2014 International Neighbourhood Symposium
2014 International Neighbourhood Symposium
“Exploring the Challenges of Political and Social Change in the Eastern Neighbourhood and the Mediterranean South”
24 – 29 June 2014
The Center for International and European Studies (CIES) at Kadir Has University hosted the 4th International Neighbourhood Symposium at Heybeliada, Turkey between Tuesday, 24 June and Sunday, 29 June 2014. This year’s Symposium focused on “Exploring the Challenges of Political and Social Change in the Eastern Neighbourhood and the Mediterranean South.”

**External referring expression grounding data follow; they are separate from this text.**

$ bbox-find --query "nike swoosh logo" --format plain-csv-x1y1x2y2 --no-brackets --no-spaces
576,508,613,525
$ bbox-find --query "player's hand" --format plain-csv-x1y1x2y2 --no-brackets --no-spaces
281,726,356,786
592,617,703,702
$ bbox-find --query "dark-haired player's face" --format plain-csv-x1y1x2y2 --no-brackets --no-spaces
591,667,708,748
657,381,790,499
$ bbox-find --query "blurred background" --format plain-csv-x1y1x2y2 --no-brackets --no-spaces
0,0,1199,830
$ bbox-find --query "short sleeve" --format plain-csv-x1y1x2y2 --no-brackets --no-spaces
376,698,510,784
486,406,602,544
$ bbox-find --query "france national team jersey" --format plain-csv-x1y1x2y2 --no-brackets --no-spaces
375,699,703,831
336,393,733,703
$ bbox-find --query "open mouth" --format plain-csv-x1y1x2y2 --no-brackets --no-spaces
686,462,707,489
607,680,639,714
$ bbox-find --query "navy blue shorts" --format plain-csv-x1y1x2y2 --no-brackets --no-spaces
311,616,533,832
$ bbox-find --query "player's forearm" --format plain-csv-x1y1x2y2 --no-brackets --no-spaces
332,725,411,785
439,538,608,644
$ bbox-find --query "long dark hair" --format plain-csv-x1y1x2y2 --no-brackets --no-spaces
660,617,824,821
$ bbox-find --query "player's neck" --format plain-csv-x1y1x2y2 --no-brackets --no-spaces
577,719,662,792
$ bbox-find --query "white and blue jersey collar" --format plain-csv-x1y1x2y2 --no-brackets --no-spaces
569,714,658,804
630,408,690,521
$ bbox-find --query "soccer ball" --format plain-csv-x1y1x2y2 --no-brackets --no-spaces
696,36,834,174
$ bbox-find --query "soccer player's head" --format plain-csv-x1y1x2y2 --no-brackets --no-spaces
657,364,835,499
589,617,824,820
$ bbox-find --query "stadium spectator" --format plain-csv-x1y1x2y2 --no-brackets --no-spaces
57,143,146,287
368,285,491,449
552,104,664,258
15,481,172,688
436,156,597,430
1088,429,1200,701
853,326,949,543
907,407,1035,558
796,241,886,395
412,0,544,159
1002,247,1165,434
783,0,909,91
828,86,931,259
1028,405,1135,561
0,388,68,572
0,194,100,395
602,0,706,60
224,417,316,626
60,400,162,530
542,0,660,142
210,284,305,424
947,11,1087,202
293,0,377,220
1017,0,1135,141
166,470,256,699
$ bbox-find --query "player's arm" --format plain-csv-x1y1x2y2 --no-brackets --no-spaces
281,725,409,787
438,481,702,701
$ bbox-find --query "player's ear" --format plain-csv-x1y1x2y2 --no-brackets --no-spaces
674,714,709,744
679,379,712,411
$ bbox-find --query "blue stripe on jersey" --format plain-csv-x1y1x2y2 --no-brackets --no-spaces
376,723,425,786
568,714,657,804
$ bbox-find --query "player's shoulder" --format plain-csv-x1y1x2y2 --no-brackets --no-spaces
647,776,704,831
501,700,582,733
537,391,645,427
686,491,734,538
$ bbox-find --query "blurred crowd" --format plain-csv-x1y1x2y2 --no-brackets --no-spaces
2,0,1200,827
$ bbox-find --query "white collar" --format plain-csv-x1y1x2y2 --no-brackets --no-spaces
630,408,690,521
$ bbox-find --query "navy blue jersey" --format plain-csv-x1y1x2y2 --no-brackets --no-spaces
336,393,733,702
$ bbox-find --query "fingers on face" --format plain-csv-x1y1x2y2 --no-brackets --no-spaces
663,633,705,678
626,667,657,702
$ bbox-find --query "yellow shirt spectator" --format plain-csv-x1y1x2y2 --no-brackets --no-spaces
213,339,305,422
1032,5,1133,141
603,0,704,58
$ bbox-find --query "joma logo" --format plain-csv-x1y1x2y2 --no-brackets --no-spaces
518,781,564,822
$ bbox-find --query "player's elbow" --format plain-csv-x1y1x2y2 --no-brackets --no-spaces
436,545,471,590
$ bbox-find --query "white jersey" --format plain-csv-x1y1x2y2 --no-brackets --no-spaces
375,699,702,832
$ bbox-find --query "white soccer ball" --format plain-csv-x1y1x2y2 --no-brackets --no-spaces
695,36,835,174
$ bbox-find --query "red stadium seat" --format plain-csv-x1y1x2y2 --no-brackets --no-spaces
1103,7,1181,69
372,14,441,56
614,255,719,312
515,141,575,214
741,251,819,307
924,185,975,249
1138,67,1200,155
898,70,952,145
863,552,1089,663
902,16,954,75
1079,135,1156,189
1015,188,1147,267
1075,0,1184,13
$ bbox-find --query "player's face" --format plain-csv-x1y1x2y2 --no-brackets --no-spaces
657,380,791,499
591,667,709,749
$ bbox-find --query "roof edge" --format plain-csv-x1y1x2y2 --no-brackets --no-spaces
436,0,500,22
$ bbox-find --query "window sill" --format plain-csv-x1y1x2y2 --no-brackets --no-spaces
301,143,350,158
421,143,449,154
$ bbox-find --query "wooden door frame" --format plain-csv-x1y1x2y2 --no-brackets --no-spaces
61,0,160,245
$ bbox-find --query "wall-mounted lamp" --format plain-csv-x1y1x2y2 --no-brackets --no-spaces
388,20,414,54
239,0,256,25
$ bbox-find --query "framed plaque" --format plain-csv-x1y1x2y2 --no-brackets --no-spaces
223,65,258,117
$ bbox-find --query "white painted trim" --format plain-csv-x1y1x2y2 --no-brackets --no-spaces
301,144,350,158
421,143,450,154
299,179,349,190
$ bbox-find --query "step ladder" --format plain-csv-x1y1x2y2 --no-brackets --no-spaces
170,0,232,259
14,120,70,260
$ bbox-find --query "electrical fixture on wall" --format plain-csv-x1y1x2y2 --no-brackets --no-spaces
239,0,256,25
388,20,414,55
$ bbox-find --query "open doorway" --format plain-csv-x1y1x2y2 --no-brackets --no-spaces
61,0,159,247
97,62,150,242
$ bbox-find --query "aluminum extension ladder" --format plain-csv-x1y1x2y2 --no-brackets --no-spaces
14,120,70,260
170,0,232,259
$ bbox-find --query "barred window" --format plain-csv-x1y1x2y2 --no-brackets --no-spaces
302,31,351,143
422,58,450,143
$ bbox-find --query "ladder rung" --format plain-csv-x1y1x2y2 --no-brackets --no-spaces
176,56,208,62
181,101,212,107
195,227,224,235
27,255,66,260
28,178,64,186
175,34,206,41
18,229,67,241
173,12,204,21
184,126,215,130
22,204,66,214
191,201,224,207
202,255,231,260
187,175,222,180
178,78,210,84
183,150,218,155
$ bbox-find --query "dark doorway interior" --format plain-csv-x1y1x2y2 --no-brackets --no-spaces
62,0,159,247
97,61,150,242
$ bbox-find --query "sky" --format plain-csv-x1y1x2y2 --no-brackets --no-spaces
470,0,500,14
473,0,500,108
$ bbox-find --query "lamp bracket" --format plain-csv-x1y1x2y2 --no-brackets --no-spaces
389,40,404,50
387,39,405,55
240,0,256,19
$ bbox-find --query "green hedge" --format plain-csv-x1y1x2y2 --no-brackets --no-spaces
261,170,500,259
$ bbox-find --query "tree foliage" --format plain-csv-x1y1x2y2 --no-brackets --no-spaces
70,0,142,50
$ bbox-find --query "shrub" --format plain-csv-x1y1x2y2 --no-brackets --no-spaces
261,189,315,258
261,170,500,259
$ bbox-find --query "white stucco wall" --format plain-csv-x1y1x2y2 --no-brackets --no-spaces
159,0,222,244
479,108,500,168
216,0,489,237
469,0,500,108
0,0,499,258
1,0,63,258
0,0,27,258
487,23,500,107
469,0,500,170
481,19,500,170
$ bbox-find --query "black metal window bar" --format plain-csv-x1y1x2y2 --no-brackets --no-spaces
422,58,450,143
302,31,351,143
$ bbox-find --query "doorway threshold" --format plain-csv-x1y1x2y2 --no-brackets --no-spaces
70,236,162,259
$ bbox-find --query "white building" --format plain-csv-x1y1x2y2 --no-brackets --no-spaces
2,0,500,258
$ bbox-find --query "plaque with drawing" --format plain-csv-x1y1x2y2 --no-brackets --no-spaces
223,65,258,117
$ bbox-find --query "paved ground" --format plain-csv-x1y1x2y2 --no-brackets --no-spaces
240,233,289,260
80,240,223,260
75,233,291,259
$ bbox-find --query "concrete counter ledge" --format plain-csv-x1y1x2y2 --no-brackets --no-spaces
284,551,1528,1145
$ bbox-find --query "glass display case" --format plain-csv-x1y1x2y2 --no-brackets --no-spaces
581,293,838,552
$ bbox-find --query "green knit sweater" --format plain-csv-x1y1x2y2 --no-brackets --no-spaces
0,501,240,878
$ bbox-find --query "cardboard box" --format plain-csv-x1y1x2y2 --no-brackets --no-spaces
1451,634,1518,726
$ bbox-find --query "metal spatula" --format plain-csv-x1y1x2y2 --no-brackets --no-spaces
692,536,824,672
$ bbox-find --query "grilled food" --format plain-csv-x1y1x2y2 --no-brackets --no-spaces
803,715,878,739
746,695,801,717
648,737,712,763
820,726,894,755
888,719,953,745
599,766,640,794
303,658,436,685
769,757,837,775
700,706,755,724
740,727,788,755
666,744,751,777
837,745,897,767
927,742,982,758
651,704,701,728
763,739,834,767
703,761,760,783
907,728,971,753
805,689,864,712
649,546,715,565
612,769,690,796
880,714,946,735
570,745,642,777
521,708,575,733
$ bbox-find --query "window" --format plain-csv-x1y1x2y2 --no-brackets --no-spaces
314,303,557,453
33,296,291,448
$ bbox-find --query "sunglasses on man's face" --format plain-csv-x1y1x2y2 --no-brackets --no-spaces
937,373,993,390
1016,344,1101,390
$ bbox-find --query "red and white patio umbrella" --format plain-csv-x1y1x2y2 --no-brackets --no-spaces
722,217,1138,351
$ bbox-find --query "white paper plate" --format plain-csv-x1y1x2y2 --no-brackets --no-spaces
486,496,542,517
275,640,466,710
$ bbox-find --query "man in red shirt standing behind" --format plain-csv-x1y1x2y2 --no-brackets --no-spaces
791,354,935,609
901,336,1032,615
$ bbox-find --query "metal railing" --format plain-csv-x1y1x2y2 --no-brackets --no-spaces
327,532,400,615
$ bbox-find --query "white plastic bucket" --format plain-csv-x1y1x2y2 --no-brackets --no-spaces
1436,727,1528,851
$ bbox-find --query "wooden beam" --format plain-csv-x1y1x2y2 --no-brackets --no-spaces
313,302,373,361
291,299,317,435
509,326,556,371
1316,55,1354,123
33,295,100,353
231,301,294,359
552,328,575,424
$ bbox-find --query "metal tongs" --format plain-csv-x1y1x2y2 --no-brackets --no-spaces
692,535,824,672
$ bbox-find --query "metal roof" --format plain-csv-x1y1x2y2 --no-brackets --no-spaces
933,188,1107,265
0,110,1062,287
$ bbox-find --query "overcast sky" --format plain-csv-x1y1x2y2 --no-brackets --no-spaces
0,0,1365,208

The Eastern Neighbourhood and the Mediterranean South are shared neighborhoods of the European Union, its member states, the Russian Federation, and Turkey. While each is distinct with its own historical, political, social, cultural and economic characteristics; their proximity suggests synergy across many sectoral issues such as energy, transport, and the environment as well as more immaterial concepts such as identity, culture, and democracy. While the Eastern Neighbourhood is composed of many states that aspire to closer ties including membership in the European Union and NATO; it is also home to the Russia Federation whose estrangement with the West and its institutions is growing while it claims the neighborhood for itself. The Mediterranean South finds itself in a state of ebullition for over two years since the Arab Awakening began. Furthermore more regions are positively influenced by the existence and the work of the European Union which the Norwegian Nobel Committee focused when it granted the Union the Peace Prize in 2012: “The successful struggle for peace and reconciliation and for democracy and human rights. The stabilizing part played by the EU has helped to transform most of Europe from a continent of war to a continent of peace.” The EU’s success in bridging the gap between Iran and the rest of the international community in order to achieve an interim nuclear accord and the inspiration the Union projects as Ukrainians decry their government’s decision not to sign an Association Agreement with the EU are a testament to its appeal and potential.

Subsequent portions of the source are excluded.